1. Field
Embodiments of the present invention relate to laser systems and, in particular, to temperature compensation in lasers systems and their associated control systems.
2. Discussion of Related Art
One link of an optical telecommunication system typically has a transmitter, an optical fiber, and a receiver. The transmitter has a light source, which converts an electrical signal into the optical beam and launches it into the optical fiber. There is information on a data stream in the electrical signal that is also modulated onto the optical beam. The optical fiber transports the optical beam to the receiver. The receiver converts the optical beam back into an electrical signal and recovers the information from the data stream. Laser systems, such as those that use distributed feedback (DFB) lasers, external cavity lasers (ECL), and vertical cavity surface emitting lasers (VCSELs), are common coherent light sources.
To ensure proper operation of any laser system, many of the parameters (e.g., power, channel, temperature) are controlled and monitored by control loops. One such control loop is an automatic power control loop, which is designed to maintain average optical power out of the laser constant, typically because as lasers age the power output at a given laser bias current decreases and as they change temperature, their slope efficiency changes, resulting in different amounts of light output for the same bias current.

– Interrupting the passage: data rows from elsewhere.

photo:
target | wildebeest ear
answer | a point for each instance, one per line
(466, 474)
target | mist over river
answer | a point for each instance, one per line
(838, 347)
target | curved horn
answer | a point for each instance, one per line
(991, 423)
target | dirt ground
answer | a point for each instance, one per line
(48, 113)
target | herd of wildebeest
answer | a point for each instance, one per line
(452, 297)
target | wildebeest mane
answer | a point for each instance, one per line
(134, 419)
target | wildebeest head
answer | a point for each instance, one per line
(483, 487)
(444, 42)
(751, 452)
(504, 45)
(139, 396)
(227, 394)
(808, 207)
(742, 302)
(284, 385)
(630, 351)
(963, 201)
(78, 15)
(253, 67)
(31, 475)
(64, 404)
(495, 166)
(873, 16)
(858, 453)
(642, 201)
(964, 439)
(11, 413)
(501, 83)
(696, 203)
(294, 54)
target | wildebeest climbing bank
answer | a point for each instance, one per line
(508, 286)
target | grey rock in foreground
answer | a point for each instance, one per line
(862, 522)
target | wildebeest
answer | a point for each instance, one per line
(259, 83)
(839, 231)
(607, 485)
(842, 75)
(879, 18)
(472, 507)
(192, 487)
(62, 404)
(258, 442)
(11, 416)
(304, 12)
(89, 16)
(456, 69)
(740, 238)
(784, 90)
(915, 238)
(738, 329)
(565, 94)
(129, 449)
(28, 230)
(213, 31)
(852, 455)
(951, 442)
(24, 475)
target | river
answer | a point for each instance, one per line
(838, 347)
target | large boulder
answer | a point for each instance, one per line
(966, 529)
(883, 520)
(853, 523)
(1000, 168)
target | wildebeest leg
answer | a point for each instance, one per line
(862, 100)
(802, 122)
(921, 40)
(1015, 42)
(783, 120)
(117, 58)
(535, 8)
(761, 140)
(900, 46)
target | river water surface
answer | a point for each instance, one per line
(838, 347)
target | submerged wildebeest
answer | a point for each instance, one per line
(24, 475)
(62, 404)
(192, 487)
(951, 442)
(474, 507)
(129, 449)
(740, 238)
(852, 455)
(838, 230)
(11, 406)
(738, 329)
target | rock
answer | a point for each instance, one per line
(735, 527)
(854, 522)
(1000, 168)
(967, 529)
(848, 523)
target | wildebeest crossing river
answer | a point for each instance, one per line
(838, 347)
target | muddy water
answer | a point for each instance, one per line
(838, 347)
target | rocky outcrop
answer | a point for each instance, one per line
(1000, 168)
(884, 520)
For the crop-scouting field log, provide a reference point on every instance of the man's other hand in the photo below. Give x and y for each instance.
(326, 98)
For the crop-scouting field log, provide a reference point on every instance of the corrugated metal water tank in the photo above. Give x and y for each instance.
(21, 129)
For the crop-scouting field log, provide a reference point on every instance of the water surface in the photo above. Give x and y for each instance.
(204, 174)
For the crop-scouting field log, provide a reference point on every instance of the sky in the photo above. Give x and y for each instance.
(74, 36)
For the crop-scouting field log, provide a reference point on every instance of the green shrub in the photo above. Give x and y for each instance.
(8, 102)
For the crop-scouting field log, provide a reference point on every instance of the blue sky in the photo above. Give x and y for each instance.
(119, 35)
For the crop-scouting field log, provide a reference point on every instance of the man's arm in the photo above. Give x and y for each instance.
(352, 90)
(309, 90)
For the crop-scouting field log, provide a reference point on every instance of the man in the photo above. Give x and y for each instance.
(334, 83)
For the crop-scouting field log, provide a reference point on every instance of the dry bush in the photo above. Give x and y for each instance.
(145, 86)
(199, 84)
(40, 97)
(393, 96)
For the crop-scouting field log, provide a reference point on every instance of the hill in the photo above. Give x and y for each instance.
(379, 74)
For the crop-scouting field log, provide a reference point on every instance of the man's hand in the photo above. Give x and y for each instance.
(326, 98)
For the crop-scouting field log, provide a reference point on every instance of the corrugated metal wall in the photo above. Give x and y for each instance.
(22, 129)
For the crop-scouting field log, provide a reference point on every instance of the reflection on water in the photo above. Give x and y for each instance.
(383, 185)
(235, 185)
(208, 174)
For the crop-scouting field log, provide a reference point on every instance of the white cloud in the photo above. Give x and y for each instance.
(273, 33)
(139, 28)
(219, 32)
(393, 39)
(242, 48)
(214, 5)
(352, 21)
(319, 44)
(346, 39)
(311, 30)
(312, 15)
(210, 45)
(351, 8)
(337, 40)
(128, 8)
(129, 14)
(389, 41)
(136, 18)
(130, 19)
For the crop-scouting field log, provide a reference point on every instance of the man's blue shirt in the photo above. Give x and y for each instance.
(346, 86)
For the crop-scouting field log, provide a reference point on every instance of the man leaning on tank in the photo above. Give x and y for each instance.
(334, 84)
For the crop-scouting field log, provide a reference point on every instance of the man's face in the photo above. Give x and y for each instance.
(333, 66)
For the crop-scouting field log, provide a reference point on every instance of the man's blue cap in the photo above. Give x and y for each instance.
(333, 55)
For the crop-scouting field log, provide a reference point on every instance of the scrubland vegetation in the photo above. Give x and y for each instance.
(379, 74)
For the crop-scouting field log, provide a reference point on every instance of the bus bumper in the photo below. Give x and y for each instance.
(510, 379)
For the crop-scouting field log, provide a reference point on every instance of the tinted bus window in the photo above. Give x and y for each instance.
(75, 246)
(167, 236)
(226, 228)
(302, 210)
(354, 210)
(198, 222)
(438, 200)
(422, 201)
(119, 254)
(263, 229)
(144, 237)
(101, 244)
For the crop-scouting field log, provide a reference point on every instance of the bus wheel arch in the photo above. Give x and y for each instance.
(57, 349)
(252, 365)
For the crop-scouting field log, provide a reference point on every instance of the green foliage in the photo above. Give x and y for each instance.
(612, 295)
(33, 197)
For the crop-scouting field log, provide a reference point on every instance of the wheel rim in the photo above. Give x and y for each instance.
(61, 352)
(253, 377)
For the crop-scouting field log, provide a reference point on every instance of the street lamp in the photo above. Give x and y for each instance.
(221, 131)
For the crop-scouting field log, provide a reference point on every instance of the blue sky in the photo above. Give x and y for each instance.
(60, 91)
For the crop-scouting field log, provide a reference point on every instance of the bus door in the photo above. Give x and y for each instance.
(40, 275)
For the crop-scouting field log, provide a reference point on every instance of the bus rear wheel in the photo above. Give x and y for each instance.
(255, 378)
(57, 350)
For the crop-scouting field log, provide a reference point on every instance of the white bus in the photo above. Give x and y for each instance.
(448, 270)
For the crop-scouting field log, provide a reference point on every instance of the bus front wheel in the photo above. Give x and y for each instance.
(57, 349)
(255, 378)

A typical automatic power control loop includes a monitor photodiode positioned at the back facet of the laser to monitor the power output from the laser. The light in the optical beam emitted out of the back facet is either substantially the same as light in the optical beam emitted out of the front facet or has a known proportionality to light out of the front facet so that the monitor photodiode provides a good indication of the power in the optical beam light out of the front facet. The automatic power control loop adjusts the laser bias current in response to laser temperature changes and/or aging as sensed by the monitor photodiode.
The light emitted by the laser has what is sometimes called direct current (DC) components. The DC component of a high-speed laser is average optical power. Average optical power (AOP) is the average level of power in the optical beam over a time constant much longer than the period of one bit of data. However, optical receivers respond to signal swing rather than average optical power, which is not affected in a typical alternating current (AC) coupled laser system by adjusting the laser bias current in response to laser temperature changes and/or aging.